Meskipun luasnya selalu bertambah setiap kali musim tanam tiba, karya seni raksasa masyarakat Hani ini tersembunyi dari mata dunia selama berabad-abad.

Orang asing pertama yang datang ke area ini pada 1890-an adalah Pangeran Henri dari Orléans yang memimpin ekspedisi Prancis dari Vietnam ke Yunnan, mencari hulu Sungai Irrawaddy yang membelah Burma.

"Perbukitan di sini ditutupi dua pertiga tingginya dengan sawah padi, lebih tinggi dari teras-terasnya. Di atasnya, air menetes dengan teratur, berkilauan seperti kaca tertimpa matahari," tulis Henri.

Ia menambahkan, "Metode irigasi ini seperti sebuah karya seni, semua tanggul dibuat dengan cara dilempar dengan tangan atau diinjak-injak dengan kaki."
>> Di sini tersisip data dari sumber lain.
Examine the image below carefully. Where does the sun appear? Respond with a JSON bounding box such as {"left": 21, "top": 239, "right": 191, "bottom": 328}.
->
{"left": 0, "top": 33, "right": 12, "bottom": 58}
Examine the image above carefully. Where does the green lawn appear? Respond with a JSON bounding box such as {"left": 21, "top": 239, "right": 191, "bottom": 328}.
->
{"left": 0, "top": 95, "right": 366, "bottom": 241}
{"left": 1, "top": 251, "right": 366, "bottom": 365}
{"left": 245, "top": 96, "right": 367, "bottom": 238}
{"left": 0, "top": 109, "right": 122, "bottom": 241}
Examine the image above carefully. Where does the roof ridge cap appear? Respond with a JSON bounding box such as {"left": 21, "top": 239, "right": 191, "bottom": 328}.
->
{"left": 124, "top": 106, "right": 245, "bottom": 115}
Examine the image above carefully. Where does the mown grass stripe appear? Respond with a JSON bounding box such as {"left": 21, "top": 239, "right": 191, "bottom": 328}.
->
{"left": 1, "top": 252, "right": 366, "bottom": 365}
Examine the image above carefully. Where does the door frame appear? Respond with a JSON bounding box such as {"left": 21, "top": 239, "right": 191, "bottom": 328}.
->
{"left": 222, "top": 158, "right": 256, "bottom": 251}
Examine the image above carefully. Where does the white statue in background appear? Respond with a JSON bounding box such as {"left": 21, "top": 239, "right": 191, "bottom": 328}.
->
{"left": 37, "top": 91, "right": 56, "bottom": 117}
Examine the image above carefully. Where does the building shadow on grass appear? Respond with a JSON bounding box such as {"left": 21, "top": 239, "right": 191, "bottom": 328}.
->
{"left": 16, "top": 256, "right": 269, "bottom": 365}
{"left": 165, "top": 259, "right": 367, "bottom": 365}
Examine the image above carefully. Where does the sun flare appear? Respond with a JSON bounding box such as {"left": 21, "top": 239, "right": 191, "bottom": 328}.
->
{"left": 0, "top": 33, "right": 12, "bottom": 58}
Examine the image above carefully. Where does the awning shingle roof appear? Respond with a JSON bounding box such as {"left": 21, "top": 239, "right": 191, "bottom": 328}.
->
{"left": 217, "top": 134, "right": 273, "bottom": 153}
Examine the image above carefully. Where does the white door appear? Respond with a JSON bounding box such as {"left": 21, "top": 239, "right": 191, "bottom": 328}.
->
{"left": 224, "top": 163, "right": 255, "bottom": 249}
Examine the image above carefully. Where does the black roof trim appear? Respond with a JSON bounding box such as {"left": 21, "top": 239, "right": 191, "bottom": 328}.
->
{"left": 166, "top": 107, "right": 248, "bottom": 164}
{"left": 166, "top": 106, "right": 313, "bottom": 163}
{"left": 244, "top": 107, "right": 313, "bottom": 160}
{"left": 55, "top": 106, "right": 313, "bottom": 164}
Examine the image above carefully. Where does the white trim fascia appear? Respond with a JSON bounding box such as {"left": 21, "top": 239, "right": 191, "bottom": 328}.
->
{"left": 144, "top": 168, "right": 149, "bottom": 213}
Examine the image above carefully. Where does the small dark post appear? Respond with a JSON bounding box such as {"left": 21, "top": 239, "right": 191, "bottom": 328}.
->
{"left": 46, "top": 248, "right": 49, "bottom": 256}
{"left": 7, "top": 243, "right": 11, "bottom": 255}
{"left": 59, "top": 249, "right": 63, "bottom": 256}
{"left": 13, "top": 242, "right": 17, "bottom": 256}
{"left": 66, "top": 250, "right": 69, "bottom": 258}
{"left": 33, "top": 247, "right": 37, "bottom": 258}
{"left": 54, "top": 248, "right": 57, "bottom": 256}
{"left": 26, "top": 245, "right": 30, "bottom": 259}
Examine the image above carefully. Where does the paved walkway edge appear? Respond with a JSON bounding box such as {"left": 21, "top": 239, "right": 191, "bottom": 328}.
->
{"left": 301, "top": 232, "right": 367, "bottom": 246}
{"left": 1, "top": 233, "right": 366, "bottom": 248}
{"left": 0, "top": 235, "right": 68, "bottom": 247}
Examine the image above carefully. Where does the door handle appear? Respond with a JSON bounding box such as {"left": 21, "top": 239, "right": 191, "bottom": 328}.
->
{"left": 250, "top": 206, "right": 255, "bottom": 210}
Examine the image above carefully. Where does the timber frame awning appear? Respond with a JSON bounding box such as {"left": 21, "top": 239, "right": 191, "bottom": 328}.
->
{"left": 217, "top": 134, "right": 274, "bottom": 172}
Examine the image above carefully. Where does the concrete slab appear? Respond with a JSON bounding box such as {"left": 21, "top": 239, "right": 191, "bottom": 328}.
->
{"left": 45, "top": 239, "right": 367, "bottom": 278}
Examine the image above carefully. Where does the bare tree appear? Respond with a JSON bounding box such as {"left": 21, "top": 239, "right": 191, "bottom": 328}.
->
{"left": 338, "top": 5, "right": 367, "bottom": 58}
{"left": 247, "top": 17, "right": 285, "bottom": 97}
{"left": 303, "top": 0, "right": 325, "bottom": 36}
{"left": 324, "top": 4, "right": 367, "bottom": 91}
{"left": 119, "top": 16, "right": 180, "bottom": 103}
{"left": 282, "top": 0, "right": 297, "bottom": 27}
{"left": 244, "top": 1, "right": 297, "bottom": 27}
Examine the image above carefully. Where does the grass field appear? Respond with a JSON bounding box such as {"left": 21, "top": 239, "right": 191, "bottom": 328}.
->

Pada awal 20-an, Harry A Franck — penulis perjalanan terkenal dari Amerika — melewati Yunnan dari Vietnam. Dia memandangi lanskap terasering dari jendela kereta yang dinaikinya.

"Ada terasering di mana-mana, lebih curam daripada tangga, panjang, namun juga sempit dan tinggi. Pantulan bayangan pegunungan tampak di sawah-sawah yang baru ditanami," tulis Franck dalam bukunya, Roving Through Southern China (1925).

Namun kemudian, di 1930-an — saat perang antara China dan Jepang berkobar, diikuti oleh perang sipil dan revolusi, dan ditutupnya negara komunis baru di balik apa yang disebut sebagai "tirai bambu" — wilayah pegunungan ini tertutup dari orang asing.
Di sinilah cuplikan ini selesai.